Didaktische Konzeption

zum Unterrichtsprojekt "Digitalisierung des Forschenden Lernens und Forschendes Lernen zum Thema Digitalität"
Zielgruppe Schülerinnen und Schüler der Klassen 8-10 (alle Schulformen) sowie deren Lehrkräfte;
ebenso aber auch Adressatinnen und Adressaten von Maßnahmen der non-formalen politischen Bildung sowie Multiplikatorinnen und Multiplikatoren der schulischen und außerschulischen politischen Bildung
Unterrichtsfächer Politik / Sowi
Themenbezug Digitalisierung; Merkmale, Dimensionen und Auswirkungen von Globalisierung; Innovationen, neue Technologien und Medien; Civic Media Literacy; Selbstbestimmung in der digitalisierten Welt; politische Urteilsbildung; Befragungsmethoden, Datenauswertung
Dauer 2 bis 3 Wochen, je nach Baustein-Auswahl
Aufwand gering bis hoch, je nach Baustein-Auswahl
Materialien Alle benötigten Materialien stehen im Online-Angebot der bpb unter www.bpb.de/grafstat digital - teilweise auch als PDF-Druckvorlagen - zur Verfügung.
Autorinnen und Autoren Prof. Andrea Szukala, Cornelius Knab und Sabine Kühmichel
unter Mitarbeit von
Selina Kalms, Franka Potthoff und Carole Scheffels
vom Team Forschen mit GrafStat der Universität Münster


Wir leben in einer digitalisierten Welt. Nicht nur in Zeiten von Coronaschutzmaßnahmen mit Home-Office und Homeschooling bzw. Distanzlernen, sondern auch darüber hinaus spielt Digitalisierung in unserem Leben eine nicht wegzudenkende und in ihrer Dimension immer weiter zunehmende Rolle. Doch welchen Einfluss hat Digitalisierung auf unser heutiges und auch unser zukünftiges Leben?

Dieses Unterrichtsprojekt ermöglicht es Schülerinnen und Schülern einerseits, sich mit dem Themenfeld "Digitalisierung" inhaltlich auseinander zu setzen, und andererseits digitale Möglichkeiten kennenzulernen und in einem reflektiert kritischen Umgang für sich selbst und die eigenen Interessen zu nutzen.

Ziel(e)

Ziel dieses Unterrichtsprojekts ist es, Schülerinnen und Schüler für ihre Datenumwelten, Datensicherheit und -integrität sowie politische Datenmanipulation zu sensibilisieren.

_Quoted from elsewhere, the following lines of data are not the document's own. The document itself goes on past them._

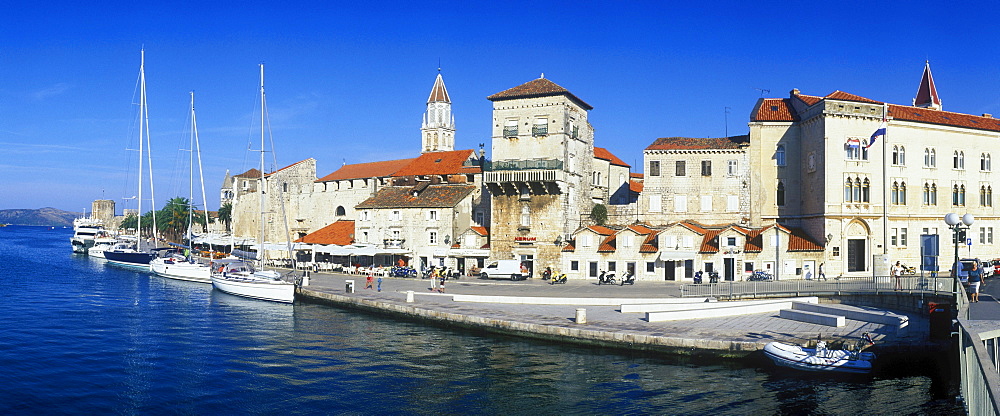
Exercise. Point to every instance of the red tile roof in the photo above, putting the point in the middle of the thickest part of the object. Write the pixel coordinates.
(540, 87)
(366, 170)
(635, 186)
(688, 143)
(432, 196)
(340, 233)
(604, 154)
(439, 163)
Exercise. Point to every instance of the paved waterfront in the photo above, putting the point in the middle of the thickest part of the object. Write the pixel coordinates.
(605, 324)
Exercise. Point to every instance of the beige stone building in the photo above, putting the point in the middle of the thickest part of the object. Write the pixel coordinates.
(820, 163)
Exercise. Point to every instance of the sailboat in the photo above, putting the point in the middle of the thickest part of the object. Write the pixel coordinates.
(244, 278)
(185, 267)
(129, 252)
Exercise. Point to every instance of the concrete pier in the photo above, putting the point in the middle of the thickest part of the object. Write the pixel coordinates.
(526, 308)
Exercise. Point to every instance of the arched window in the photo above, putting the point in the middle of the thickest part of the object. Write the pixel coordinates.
(780, 196)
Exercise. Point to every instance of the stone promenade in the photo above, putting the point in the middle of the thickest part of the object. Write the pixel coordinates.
(605, 325)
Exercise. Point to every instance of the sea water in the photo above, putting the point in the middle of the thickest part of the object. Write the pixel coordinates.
(78, 336)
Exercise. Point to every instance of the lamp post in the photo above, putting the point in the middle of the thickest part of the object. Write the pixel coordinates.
(955, 222)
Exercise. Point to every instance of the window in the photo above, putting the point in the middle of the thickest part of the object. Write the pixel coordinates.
(655, 204)
(680, 203)
(898, 155)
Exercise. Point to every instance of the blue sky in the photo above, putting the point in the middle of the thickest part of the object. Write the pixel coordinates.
(348, 82)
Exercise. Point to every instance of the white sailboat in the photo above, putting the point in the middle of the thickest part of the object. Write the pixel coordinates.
(177, 266)
(123, 253)
(243, 278)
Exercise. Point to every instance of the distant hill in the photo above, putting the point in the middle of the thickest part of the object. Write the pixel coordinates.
(42, 216)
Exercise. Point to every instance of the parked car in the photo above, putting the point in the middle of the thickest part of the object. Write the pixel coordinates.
(504, 269)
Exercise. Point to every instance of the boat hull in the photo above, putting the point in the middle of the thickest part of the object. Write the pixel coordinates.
(264, 289)
(136, 259)
(181, 270)
(837, 361)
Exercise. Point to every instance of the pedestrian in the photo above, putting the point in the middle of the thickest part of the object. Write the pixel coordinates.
(975, 280)
(897, 271)
(434, 276)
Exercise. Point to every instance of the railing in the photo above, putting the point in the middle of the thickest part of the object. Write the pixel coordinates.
(836, 286)
(533, 164)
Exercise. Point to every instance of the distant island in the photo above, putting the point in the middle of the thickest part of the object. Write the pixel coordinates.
(42, 216)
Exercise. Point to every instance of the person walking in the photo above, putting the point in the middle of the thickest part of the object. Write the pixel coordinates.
(897, 271)
(975, 280)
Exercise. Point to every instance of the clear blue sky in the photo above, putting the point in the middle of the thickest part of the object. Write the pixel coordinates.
(348, 82)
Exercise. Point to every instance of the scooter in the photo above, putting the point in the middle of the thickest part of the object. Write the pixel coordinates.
(628, 278)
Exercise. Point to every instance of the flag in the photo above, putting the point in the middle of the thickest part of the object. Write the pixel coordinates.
(878, 133)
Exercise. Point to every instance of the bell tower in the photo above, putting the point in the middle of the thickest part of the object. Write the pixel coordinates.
(438, 129)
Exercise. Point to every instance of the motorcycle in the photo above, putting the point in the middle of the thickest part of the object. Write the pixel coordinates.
(628, 278)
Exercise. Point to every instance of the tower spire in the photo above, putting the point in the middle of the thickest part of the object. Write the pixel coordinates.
(927, 92)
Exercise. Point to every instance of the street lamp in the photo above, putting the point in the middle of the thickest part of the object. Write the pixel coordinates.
(956, 223)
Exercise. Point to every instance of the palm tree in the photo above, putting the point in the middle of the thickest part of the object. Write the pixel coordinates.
(226, 214)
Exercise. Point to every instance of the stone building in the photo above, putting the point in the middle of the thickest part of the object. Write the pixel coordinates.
(822, 164)
(542, 179)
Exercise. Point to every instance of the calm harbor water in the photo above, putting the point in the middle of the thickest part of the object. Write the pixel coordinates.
(79, 336)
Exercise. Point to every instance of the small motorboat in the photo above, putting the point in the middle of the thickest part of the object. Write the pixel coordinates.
(821, 358)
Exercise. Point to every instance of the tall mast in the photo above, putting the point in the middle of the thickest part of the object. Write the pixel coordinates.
(262, 185)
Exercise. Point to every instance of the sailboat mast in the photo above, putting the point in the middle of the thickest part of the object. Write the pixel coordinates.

Dieses Ziel beinhaltet im Einzelnen:
In der Operationalisierung der genannten Lernziele ergeben sich folgende Möglichkeiten:

Die Schülerinnen und Schüler ...

Hinweis zur Nutzung digitaler Tools in diesem Projekt

Bei der Operationalisierung der Lernziele haben wir uns bemüht aufzuzeigen, welche digitalen Tools bei der Erarbeitung eines multimedialen Unterrichts jeweils eingesetzt werden können, allerdings auch bedacht, dass die dafür erforderliche technische Ausstattung nicht unbedingt in allen Schulen gleichermaßen zur Verfügung steht, so dass alternativ auch klassisch mit analogen Methoden gearbeitet werden kann. Weitere Informationen zum Einsatz digitaler Tools im Unterricht finden Sie auch unter werkstatt.bpb.de im Artikel "Digitale Tools und Technik im Bildungsalltag".

Alle vorgeschlagenen digitalen Tools sind in der Regel (zumindest in der Basisversion) kostenfrei nutzbar und im Vergleich zu anderen Alternativen im Hinblick auf Datenschutz und Datensicherheit ausgewählt worden. Wir weisen dennoch ausdrücklich darauf hin, dass wir nur eine Auswahl an digitalen Tools darstellen können und Sie und Ihre Klasse sich vor Nutzung der Tools selbst auf den entsprechenden Anbieterseiten mit den jeweiligen AGBs und Datenschutzhinweisen auseinandersetzen sollten!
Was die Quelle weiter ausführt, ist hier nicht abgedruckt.